Alors qu’à Manille se déroulait le premier sommet de l’ASEAN sous la nouvelle présidence philippine, le président américain, soulevant la réprobation conjointe des défenseurs des droits et des stratèges conservateurs aux idées le plus souvent opposées a, le 29 avril, invité à la Maison Blanche Rodrigo Duterte qui, il y a peu, insulta publiquement Barack Obama et dont la stratégie de lutte contre la drogue par des milliers d’assassinats ciblés sans jugement, soulève une longue suite de réprobations par les défenseurs des droits.

Autre coup de tonnerre, cette fois dans la routine stratégique de la question coréenne, le 1er mai, reprenant une de ses propositions de campagne avancée en 2016, Trump a affirmé dans une interview à Bloomberg que, si l’initiative était « appropriée et les conditions réunies », il serait « honoré » de rencontrer Kim Jong-un, sans cependant préciser dans quel but.

Les deux démarches sortant des sentiers battus de la diplomatie et de la prudence stratégique s’inscrivent dans la forme iconoclaste de la nouvelle maison blanche qui vilipende les contraintes de la politique traditionnelle sur lesquelles il lui arrive souvent d’ironiser.

Sur le fond, elles paraissent emboîter le pas au réalisme chinois pour qui seul le résultat compte, en dehors des considérations morales. Quant à l’ouverture faite à Pyongyang dont l’avenir nous dira ce qu’il en est tant elle est controversée aux États-Unis, elle possède la vertu d’une « carte sauvage » capable de bousculer les anciens schémas où Pékin se voit comme l’ordonnateur incontournable du dialogue à 6 et d’un processus de négociations avec son allié de la guerre froide.

La bourrasque commerciale chinoise.

S’il est vrai que les tensions continueront à couver en mer de Chine du sud, à propos de la « ligne en 9 traits » transformant l’espace maritime grand comme la Méditerranée en mer intérieure chinoise, sur le sujet des espaces contigus aux récifs artificiels et sur celui de la militarisation des îlots (batteries de missiles antinavires et anti-aériens), il est un domaine où Pékin joue sur du velours, c’est celui de l’intégration commerciale de la région.

Depuis la fin des années 90, la Chine tisse en effet un réseau de libre échange englobant depuis 2015, sous son égide, les 10 pays de l’ASEAN, la Corée du Sud et le Japon. Même si les taxes douanières en théorie supprimées sont progressivement remplacées par des barrières non tarifaires dénoncées à Manille par Najib Razak le premier ministre malaisien (près de 6000 barrières en 2015 contre seulement 1634 en 2000), la nébuleuse commerciale installée par la Chine encore renforcée par le battage fait autour des projets des « Nouvelle routes de la soie » exprime une force d’attraction irrésistible.

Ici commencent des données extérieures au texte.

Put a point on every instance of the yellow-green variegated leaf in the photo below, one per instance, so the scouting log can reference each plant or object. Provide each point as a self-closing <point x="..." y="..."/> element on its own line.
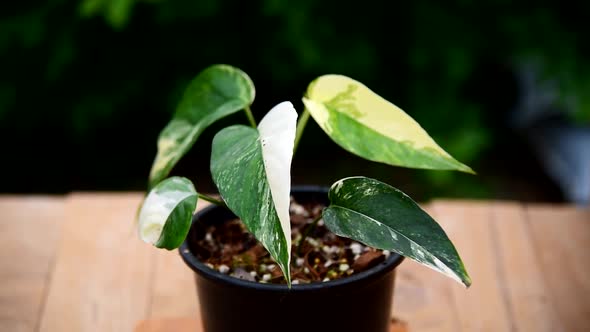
<point x="166" y="213"/>
<point x="252" y="170"/>
<point x="371" y="127"/>
<point x="216" y="92"/>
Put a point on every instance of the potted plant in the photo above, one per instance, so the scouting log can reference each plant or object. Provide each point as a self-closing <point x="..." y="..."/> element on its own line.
<point x="368" y="220"/>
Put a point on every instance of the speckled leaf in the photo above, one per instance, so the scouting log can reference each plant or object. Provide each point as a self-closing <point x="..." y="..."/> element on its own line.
<point x="369" y="126"/>
<point x="216" y="92"/>
<point x="251" y="168"/>
<point x="166" y="213"/>
<point x="375" y="213"/>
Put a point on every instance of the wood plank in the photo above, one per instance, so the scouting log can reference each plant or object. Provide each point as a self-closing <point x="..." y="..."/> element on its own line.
<point x="562" y="241"/>
<point x="483" y="306"/>
<point x="522" y="279"/>
<point x="103" y="273"/>
<point x="423" y="297"/>
<point x="29" y="232"/>
<point x="186" y="324"/>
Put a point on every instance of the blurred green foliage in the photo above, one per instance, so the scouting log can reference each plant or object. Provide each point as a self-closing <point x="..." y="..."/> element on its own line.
<point x="86" y="85"/>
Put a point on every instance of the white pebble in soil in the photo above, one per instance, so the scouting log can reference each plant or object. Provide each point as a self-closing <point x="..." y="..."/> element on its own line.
<point x="299" y="262"/>
<point x="356" y="248"/>
<point x="223" y="268"/>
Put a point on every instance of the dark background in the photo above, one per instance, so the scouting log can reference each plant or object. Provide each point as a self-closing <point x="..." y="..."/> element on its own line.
<point x="86" y="85"/>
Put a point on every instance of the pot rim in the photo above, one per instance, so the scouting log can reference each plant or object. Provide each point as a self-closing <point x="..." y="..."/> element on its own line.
<point x="203" y="270"/>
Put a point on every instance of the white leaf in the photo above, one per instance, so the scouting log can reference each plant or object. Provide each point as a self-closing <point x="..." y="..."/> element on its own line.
<point x="277" y="137"/>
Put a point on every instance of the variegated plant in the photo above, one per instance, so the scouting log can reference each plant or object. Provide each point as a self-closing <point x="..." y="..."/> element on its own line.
<point x="251" y="167"/>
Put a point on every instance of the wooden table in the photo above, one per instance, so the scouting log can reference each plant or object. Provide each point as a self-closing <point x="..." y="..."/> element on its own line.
<point x="75" y="263"/>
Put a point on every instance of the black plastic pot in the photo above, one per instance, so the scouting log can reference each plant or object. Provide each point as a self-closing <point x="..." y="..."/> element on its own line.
<point x="361" y="302"/>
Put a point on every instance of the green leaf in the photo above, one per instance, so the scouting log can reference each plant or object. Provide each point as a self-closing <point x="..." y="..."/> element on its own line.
<point x="251" y="168"/>
<point x="375" y="213"/>
<point x="369" y="126"/>
<point x="216" y="92"/>
<point x="166" y="213"/>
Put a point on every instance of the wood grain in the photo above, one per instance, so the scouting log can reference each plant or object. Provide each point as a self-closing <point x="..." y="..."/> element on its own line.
<point x="482" y="307"/>
<point x="76" y="264"/>
<point x="103" y="273"/>
<point x="423" y="297"/>
<point x="186" y="324"/>
<point x="522" y="278"/>
<point x="29" y="233"/>
<point x="562" y="241"/>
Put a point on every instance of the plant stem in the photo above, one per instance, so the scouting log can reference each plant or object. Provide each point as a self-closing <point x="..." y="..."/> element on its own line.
<point x="308" y="231"/>
<point x="250" y="116"/>
<point x="300" y="126"/>
<point x="211" y="200"/>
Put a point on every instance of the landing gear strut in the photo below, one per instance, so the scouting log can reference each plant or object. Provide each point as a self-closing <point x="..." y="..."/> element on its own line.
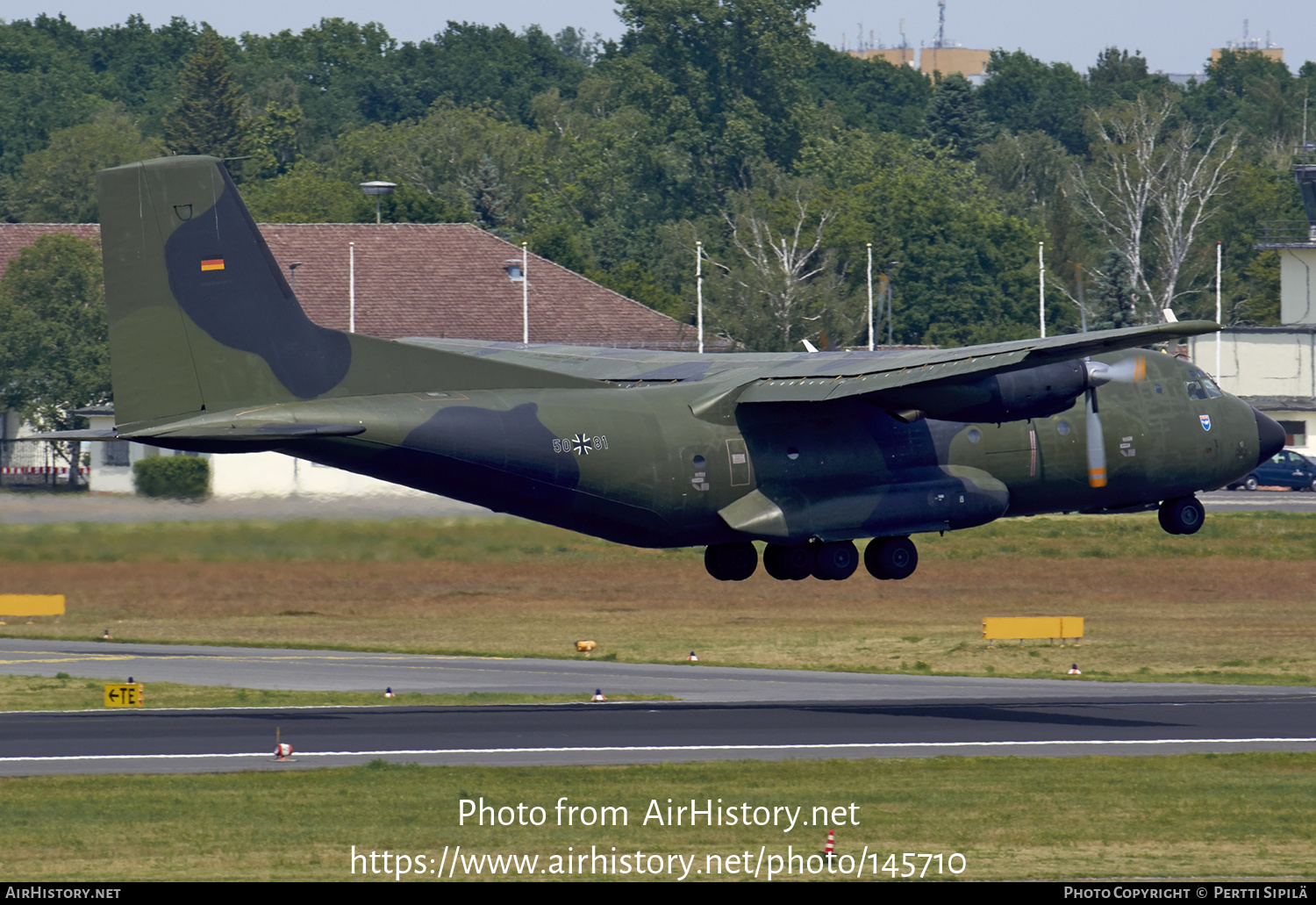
<point x="731" y="562"/>
<point x="1182" y="517"/>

En janvier dernier, alors que Trump signait un décret mettant fin au TPP, la Chine affirmait qu’elle soutiendrait toutes les initiatives destinées à le remplacer dont elle est d’ailleurs à l’origine, telles que le partenariat régional économique intégral 区域 全面经济伙伴 关系 协定 (Sigle anglais RECEP) et la zone de libre échange asiatique 亚太自由 贸易 区.

Partout, depuis le G.20 à Hangzhou juqu’au au forum de Davos, en passant par l’APEC à Lima, le message chinois est resté le même : celui du soutien à l’ouverture du commerce global portant cependant des conditions moins strictes et moins exclusives que le projet américain du TPP.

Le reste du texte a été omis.